Stretta sulla regolarizzazione degli immigrati impiegati nelle famiglie. Presentato alla Camera un emendamento al decreto anti-crisi

“Famiglia Cristiana” critica la tassa di 500 euro. Sacconi: solito pregiudizio

Carcere fino a sei anni per falsa regolarizzazione. Soglie di reddito per assumere una colf. Certificato medico per mettere in regola una badante. Il governo prova ad arginare il maxi-condono domestico o meglio la «Dichiarazione di assistenza e sostegno alle famiglie»: datori di lavoro italiani o stranieri potranno regolarizzare fino a due badanti e una colf, salvandosi così dalla scure del nuovo reato di clandestinità, ma con dei nuovi limiti, introdotti in extremis.
L´emendamento del governo al decreto anticrisi, presentato in commissione alla Camera, è frutto dell´accordo tra ministri dell´Interno e del Welfare. Al tavolo tecnico si è discusso a lungo sulla soglia di reddito a cui vincolare la regolarizzazione di una colf.
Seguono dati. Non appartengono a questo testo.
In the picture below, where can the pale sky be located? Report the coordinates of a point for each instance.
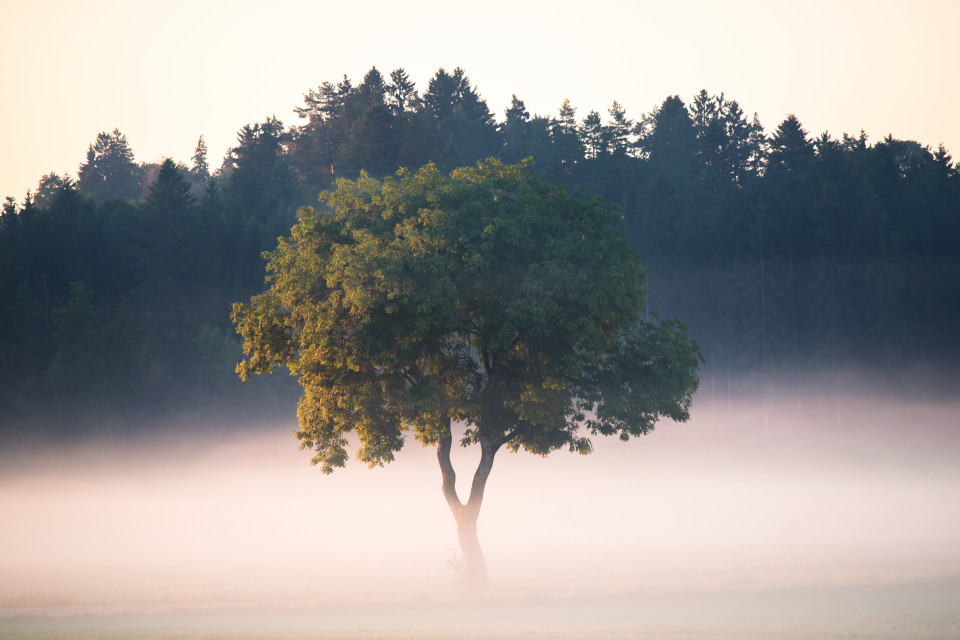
(166, 72)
Alla fine ci si è accordati su un reddito imponibile minimo di 20mila euro se il percettore è singolo e di 25mila euro per un nucleo familiare con più persone che lavorano. Ma c´è chi (Lega Nord) chiedeva che l´asticella fosse ben più alta. Per mettere in regola una badante basta invece un certificato medico dell´Asl o del medico di base, che attesti la patologia dell´assistito. Arriva poi una stretta sugli abusi. Chi dovesse fare domanda avvalendosi di documenti falsi verrà punito con il carcere da 1 a 6 anni. Insomma, spacciare un muratore straniero per una colf, potrebbe essere pericoloso. I proventi che arriveranno dall´emersione del lavoro nero andranno al Servizio Sanitario Nazionale per una cifra pari a 267 milioni di euro in due anni. Per il resto, il testo dell´emendamento corrisponde alla bozza circolata in questi giorni.
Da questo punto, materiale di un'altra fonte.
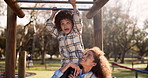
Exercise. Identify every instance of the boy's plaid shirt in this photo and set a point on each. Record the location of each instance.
(70, 45)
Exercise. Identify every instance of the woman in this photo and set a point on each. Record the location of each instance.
(94, 65)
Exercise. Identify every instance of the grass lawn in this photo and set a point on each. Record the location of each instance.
(46, 71)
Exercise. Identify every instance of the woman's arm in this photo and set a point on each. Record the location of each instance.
(72, 65)
(77, 21)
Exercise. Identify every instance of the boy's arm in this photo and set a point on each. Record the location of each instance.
(77, 21)
(50, 26)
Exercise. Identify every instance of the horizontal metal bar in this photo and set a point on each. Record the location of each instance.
(45, 1)
(38, 8)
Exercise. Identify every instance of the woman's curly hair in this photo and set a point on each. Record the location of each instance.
(102, 69)
(63, 14)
Un datore di lavoro italiano, comunitario o extracomunitario con la carta di soggiorno (dunque regolarmente in Italia da almeno 5 anni), che alla data del 30 giugno 2009 ha alle proprie dipendenze da almeno 3 mesi colf e badanti, italiane o extracomunitarie, può fare una “dichiarazione di emersione” dall´1 al 30 settembre 2009. Come? Solo on-line: con una domanda all´Inps in caso di lavoratore italiano o comunitario; attraverso il sito del ministero dell´Interno, per un lavoratore extracomunitario. Ogni dichiarazione comporta un versamento di 500 euro.
Anche chi ha partecipato ai decreti flussi 2007 o 2008 può presentare la dichiarazione di emersione. Scegliendo questa strada, la domanda per i flussi viene archiviata. Lasciando così posto ad altri in graduatoria. Non possono essere messi in regola extracomunitari con provvedimenti di espulsione o che risultino condannati, anche in via non definitiva, per reati penali. Finché dura l´iter della regolarizzazione, il lavoratore extracomunitario non può essere processato, né espulso.
La salva-badanti solleva una nuova polemica tra “Famiglia cristiana” e governo. Il settimanale critica la tassa di 500 euro e scrive che «la regolarizzazione selettiva è discriminatoria. E, in ogni caso, potrebbe risultare contraria alla Costituzione». Replica del ministro Maurizio Sacconi: «Dispiace constatare l´insistito pregiudizio di “Famiglia Cristiana” nei confronti del governo. E´ noto infatti che i 500 euro sono risorse destinate al conto corrente previdenziale della lavoratrice e non una tassa rivolta a scoraggiare l´emersione».